It has been 14 years since singer Thomas Mapfumo
went into exile from his native Zimbabwe. And in those 14 years, Zimbabwe has changed dramatically, becoming a wretched symbol of a failed African nation. Unemployment is at least 80 percent. Inflation has skyrocketed for years. And the country has no currency of its own, relying on the U.S. dollar and other foreign money. Ruled over by the autocratic Robert Mugabe, the once-proud nation, which liberated itself of white colonial rule in 1979, is desperate for a fresh beginning. They’re also desperate for Mapfumo, with a collective of Zimbabweans — among them political activists – urging Mapfumo to come home. Some have even asked him to run for office in Zimbabwe, to become an activist politician instead of an activist musician.
“Yes, I’ve been asked to do that,” Mapfumo says in a phone interview from his home in Eugene, Oregon, “but I don’t want to do that.”
Instead, Mapfumo continues to do what he loves best: Performing his unique brand of African music from his base in Oregon, which allows him to tour across the United States and to get as close to Zimbabwe as possible without stepping foot there. In April, he will perform in South Africa, which borders Mapfumo’s landlocked homeland. On Saturday, February 15, Mapfumo returns to the Bay Area, to perform at Berkeley’s Ashkenaz club.
A Thomas Mapfumo concert is a celebration of Zimbabwe’s traditional Shona music culture, where the thumb piano called “mbira” occupies a central role. Mapfumo’s legacy was to marry that culture with instruments like guitar and saxophone, to marry it with lyrics that were both direct and indirect commentaries on Zimbabwe’s leaders and the world at large, and to marry it with a deep, resonant voice (his) that remains one of Africa’s most distinct. Mapfumo called his music Chimurenga, which means “struggle” in the Shona language, and it has long been a fixture in the pantheon of world-music genres.

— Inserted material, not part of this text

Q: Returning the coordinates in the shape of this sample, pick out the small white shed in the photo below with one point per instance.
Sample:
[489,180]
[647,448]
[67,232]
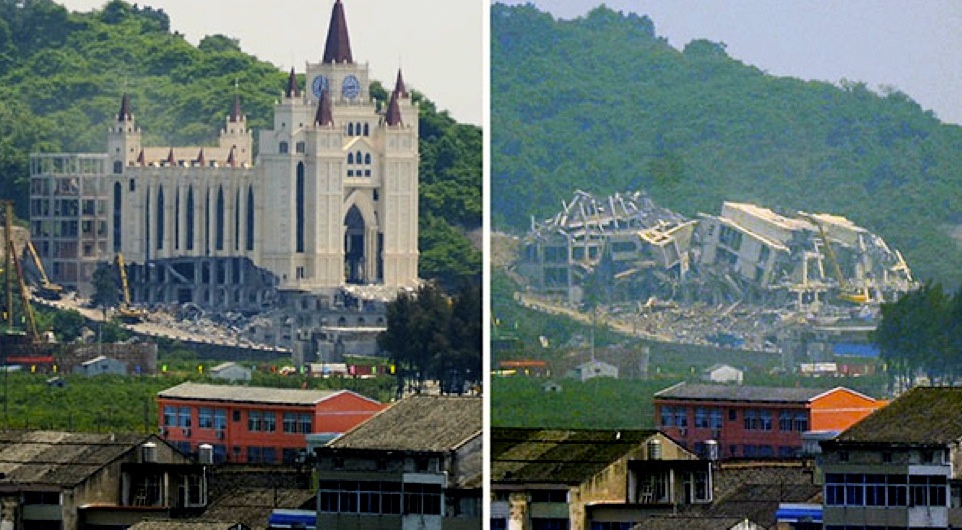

Known by the affectionate moniker, “The Lion of Zimbabwe,” Mapfumo should be thought of in the same league as Bruce Springsteen and Bono — musicians who are committed to making a difference with their songs. One of Mapfumo’s best-known tunes, 1988’s “Corruption,” slammed the level of “corruption in the society” and the “nothing for nothing” environment that Mapfumo says Mugabe has fostered in Zimbabwe. Many of Mapfumo’s songs continue to be banned on Zimbabwe’s radio stations.